Le contenu de la loi :

  • elle muselle les enseignants, menacés de sanctions s’ils critiquent l’institution.
  • elle condamne les directrices et directeurs d’école qui aujourd’hui pourtant assument une grande responsabilité notamment dans l’éducation prioritaire.
  • elle s’attaque à la liberté pédagogique, tous les organismes d’évaluation et de formation des enseignants sont mis sous le contrôle direct du ministre.
  • l’instruction obligatoire dès 3 ans est un cadeau au privé : les communes devront financer les écoles privées et le nouveau marché scolaire hors éducation nationale favoriserait la ségrégation sociale dès le plus jeune âge.
  • la précarisation se poursuit : les assistants d’éducation ou surveillants pourraient se voir confier des missions d’enseignants sans la formation ni le statut ni le salaire.
  • les « établissements publics des savoirs fondamentaux » pourraient regrouper des classes des collèges et du primaire.
  • ces regroupements permettraient de faire des économies de postes de directeurs.
  • ils permettraient aussi de créer une école à plusieurs vitesses «  les savoirs fondamentaux » pour les uns le bon collège, le bon lycée et la possibilité de poursuivre des études longues pour les autres. 

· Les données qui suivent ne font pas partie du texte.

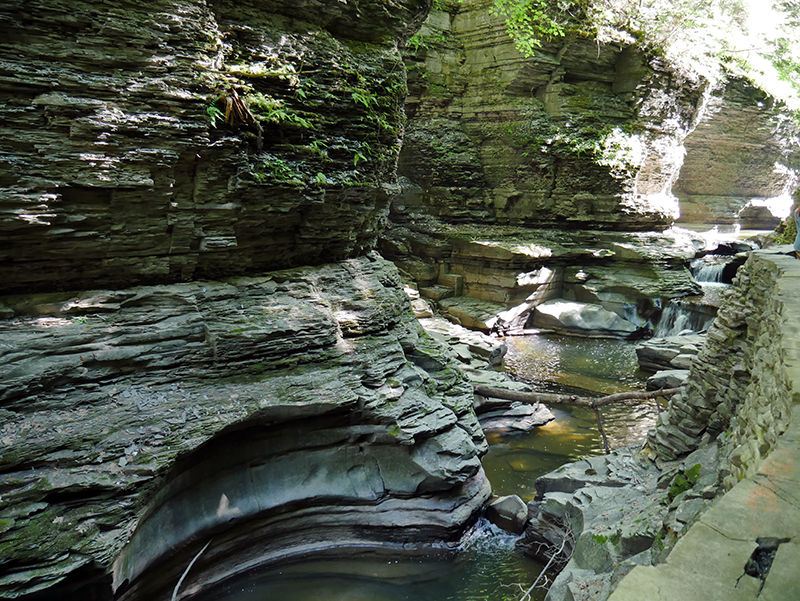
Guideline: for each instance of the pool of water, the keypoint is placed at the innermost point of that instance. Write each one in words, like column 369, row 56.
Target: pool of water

Ce qui est nécessaire, c’est d’en finir avec la sélection pour construire une école véritablement commune : sauvegarde de la maternelle, création de postes d’enseignants mieux formés et mieux rémunérés, relance du collège unique, scolarité obligatoire jusqu’à 18 ans, renforcement du caractère national du bac et garantie pour tous les bacheliers de pouvoir intégrer l’enseignement supérieur dans la filière choisie.

Le soutien à ces propositions et l’opposition grandissante à cette attaque contre l’école de l’égalité passe  le développement des services public notamment en utilisant l’argent de la Banque Centrale Européenne, comme le propose IAN BROSSAT, tête de liste du PCF aux élections européennes du 26 mai prochain.